Su padre durmiendo… Cayó en la cuenta de que eso era algo que no había vivido hasta entonces. No podía recordar haber jugado con sus padres en la cama, ni haber dormido o haberse despertado con ellos. Se iban de vacaciones solos, y a él y a sus hermanos los mandaban a casa de los abuelos o de los tíos. A él le parecía bien; vivía las vacaciones como una liberación no sólo del colegio, sino también de sus padres. Miró a su padre: vio los pelos de la barba en la barbilla y en las mejillas, los pelillos que le salían de la nariz y las orejas, la saliva en las comisuras de los labios, las venillas reventadas de la nariz. Al mismo tiempo, lo olió. Despedía un olor ligeramente rancio, levemente ácido. Se alegraba de que entre sus padres y él no hubiera habido nunca ninguna muestra de afecto, aparte del beso de saludo y de despedida que la mayoría de las veces lograba evitar. Y después se preguntó si se enfrentaría al cuerpo de su padre con una actitud más cariñosa si las muestras de afecto hubieran sido habituales entre ellos.

Se paró a repostar, y su padre, como pudo, se dio media vuelta y siguió durmiendo. Se encontraron en medio de un atasco; una ambulancia se abrió paso entre los coches con las luces azules y la sirena, y su padre musitó algo, pero sin llegar a despertarse. Le irritaba aquel sueño profundo de su padre; lo consideraba la expresión de la buena conciencia con la que siempre había ido por la vida a pesar de la prepotencia con la que le había juzgado y condenado a él. Por fin se deshizo el atasco.
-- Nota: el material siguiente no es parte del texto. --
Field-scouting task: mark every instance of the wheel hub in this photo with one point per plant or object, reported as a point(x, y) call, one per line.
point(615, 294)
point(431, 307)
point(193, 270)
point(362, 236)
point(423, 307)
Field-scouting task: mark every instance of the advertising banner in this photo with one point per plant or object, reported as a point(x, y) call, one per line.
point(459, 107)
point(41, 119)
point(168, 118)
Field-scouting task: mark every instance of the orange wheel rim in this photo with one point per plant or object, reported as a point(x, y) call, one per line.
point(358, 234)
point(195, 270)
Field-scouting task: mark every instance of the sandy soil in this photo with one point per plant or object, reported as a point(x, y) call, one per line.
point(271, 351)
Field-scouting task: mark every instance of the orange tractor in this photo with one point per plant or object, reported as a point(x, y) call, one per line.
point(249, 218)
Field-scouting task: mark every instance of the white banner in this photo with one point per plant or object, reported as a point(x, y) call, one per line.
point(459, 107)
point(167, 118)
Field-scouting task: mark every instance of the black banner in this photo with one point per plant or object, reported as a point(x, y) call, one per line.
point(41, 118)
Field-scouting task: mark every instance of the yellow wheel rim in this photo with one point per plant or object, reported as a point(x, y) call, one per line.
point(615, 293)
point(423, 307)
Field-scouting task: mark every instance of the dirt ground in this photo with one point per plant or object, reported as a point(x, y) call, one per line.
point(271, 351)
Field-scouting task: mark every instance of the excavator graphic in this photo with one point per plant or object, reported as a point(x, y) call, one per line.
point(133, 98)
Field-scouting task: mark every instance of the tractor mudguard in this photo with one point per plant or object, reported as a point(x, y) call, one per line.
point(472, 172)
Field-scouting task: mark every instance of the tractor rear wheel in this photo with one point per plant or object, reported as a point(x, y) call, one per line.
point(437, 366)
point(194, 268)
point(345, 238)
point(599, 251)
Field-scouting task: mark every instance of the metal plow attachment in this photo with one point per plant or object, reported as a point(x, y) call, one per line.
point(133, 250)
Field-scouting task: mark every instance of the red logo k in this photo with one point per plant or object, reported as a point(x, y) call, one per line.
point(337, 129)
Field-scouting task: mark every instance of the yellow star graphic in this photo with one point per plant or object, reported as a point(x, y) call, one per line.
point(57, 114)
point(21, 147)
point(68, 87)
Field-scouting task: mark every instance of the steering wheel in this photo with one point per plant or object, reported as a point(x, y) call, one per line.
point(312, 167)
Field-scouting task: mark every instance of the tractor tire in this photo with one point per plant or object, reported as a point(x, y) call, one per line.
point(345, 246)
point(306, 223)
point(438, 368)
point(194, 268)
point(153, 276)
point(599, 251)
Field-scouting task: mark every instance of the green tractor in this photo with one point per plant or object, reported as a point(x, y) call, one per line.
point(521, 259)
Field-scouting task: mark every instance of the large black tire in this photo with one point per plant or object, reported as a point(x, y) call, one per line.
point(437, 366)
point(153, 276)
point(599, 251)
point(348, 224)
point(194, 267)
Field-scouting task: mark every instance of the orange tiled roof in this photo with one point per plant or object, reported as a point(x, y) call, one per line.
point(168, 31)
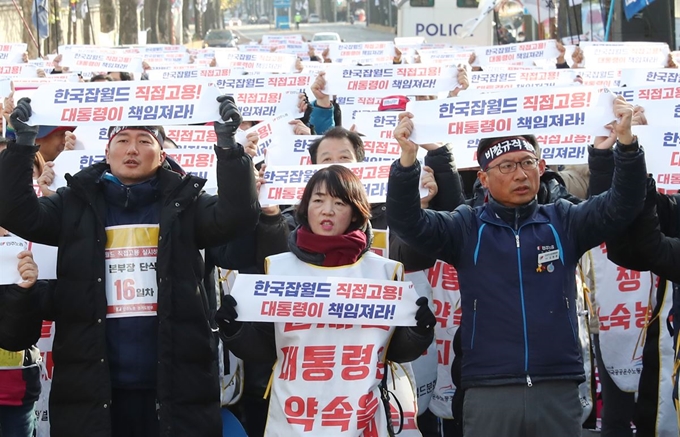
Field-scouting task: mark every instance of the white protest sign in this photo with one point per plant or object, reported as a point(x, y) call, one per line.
point(660, 102)
point(495, 81)
point(18, 70)
point(635, 77)
point(91, 137)
point(272, 62)
point(285, 184)
point(269, 130)
point(201, 163)
point(358, 103)
point(46, 259)
point(313, 67)
point(374, 53)
point(96, 60)
point(164, 58)
point(270, 298)
point(290, 150)
point(293, 150)
point(261, 104)
point(449, 56)
point(189, 72)
point(12, 53)
point(281, 39)
point(376, 124)
point(516, 112)
point(137, 103)
point(599, 78)
point(417, 79)
point(192, 137)
point(598, 55)
point(524, 53)
point(662, 147)
point(279, 82)
point(10, 247)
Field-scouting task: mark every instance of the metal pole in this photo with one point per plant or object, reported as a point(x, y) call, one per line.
point(26, 26)
point(609, 20)
point(37, 26)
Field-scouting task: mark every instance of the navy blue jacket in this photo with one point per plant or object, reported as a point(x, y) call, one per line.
point(518, 323)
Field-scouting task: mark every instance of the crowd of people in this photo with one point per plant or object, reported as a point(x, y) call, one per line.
point(516, 231)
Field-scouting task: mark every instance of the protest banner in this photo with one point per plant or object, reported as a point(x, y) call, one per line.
point(190, 72)
point(12, 53)
point(281, 39)
point(417, 79)
point(10, 247)
point(192, 137)
point(513, 112)
point(137, 103)
point(268, 131)
point(285, 184)
point(101, 61)
point(18, 70)
point(261, 104)
point(372, 53)
point(607, 55)
point(272, 62)
point(200, 163)
point(636, 77)
point(496, 81)
point(280, 82)
point(524, 53)
point(443, 279)
point(662, 147)
point(271, 298)
point(622, 300)
point(131, 284)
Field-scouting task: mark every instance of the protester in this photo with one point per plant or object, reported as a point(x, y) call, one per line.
point(150, 368)
point(19, 365)
point(521, 369)
point(334, 233)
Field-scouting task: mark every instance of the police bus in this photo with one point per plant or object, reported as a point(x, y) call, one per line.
point(442, 21)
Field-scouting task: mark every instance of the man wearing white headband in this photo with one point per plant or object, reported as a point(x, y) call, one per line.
point(136, 341)
point(516, 263)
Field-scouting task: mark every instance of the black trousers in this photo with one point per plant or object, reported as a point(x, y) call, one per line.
point(133, 413)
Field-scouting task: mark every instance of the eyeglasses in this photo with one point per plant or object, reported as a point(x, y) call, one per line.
point(508, 167)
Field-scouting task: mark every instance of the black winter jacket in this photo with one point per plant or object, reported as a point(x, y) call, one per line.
point(73, 219)
point(256, 341)
point(495, 250)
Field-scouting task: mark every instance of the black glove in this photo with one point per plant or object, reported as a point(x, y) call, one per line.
point(231, 119)
point(226, 316)
point(425, 319)
point(25, 134)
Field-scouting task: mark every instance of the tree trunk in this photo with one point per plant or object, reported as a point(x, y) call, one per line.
point(151, 21)
point(164, 22)
point(27, 10)
point(186, 20)
point(198, 19)
point(128, 22)
point(107, 16)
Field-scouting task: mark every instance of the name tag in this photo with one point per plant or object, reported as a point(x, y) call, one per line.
point(548, 256)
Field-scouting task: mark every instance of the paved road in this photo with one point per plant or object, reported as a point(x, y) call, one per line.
point(351, 33)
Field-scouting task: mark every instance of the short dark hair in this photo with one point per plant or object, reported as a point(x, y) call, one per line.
point(485, 143)
point(340, 133)
point(100, 77)
point(124, 75)
point(342, 183)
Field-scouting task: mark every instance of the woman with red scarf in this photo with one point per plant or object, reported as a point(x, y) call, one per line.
point(326, 378)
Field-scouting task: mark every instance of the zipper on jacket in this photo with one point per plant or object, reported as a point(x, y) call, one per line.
point(521, 295)
point(571, 323)
point(474, 323)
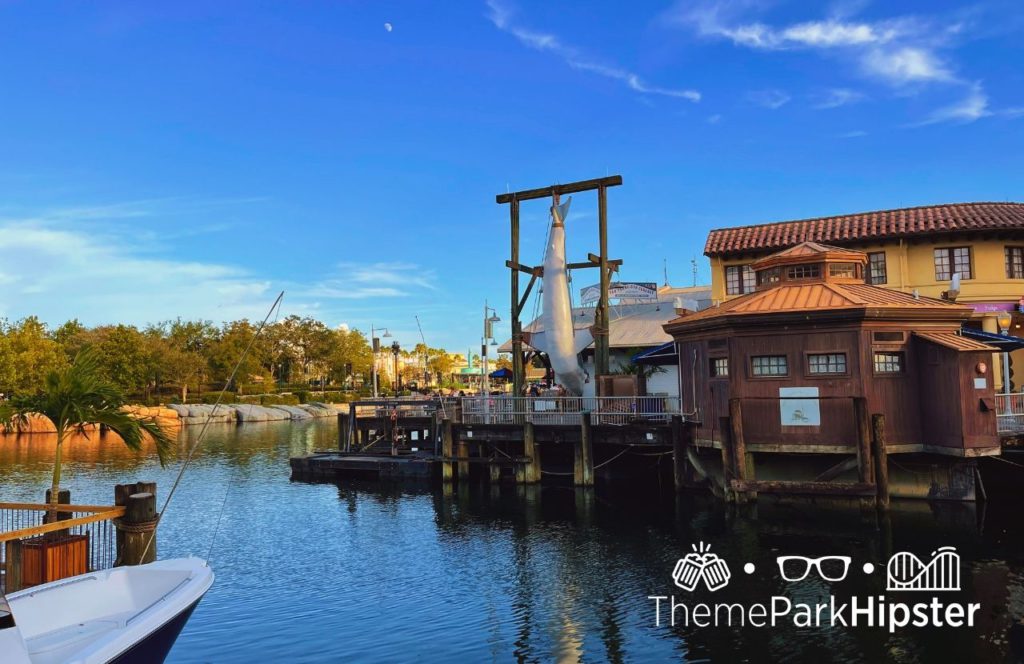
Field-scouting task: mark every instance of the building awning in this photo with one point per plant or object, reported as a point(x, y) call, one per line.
point(658, 356)
point(1006, 343)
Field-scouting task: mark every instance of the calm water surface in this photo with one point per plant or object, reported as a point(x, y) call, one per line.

Rodeó Berlín, atravesó Brandeburgo y llegó a Mecklemburgo. La desnudez del paisaje le puso melancólico y el inicio del crepúsculo le calmó el ánimo.

—Sosegado está el mundo y, bajo el velo del crepúsculo, ¡cuán íntimo y encantador! —dijo su padre, despertándose y citando a Matthias Claudius. Él le sonrió y su padre le devolvió la sonrisa—. He soñado con tu hermana cuando era pequeña. Trepaba a un árbol, subía y subía, y después volaba a mis brazos, ligera como una pluma.

Su hermana era hija de la primera mujer de su padre, que había muerto de sobreparto y había quedado en la familia con el nombre de la mamá que está en el cielo, para diferenciarla de la segunda mujer, la mamá que estaba en la tierra. La segunda mujer era la madre de los dos varones y se había convertido en madre de la hermana también; los niños siempre se habían considerado hermanos y no medio hermanos. Pero él, a veces, se había preguntado si el cariño especial que su padre demostraba por la niña no sería la continuación del amor que le había inspirado su primera mujer. El crepúsculo, las sonrisas, el relato del sueño como reconocimiento de añoranza y signo de confianza le llevaron a pensar que podía formular la siguiente pregunta:

—¿Cómo era tu primera mujer?

El padre no contestó. Habían pasado del crepúsculo a la oscuridad y no podía verle el rostro ni interpretar su silencio. Carraspeó, pero no dijo nada. Cuando el hijo ya había perdido la esperanza de recibir una respuesta, el padre dijo:

—Bueno, no era muy diferente a mamá.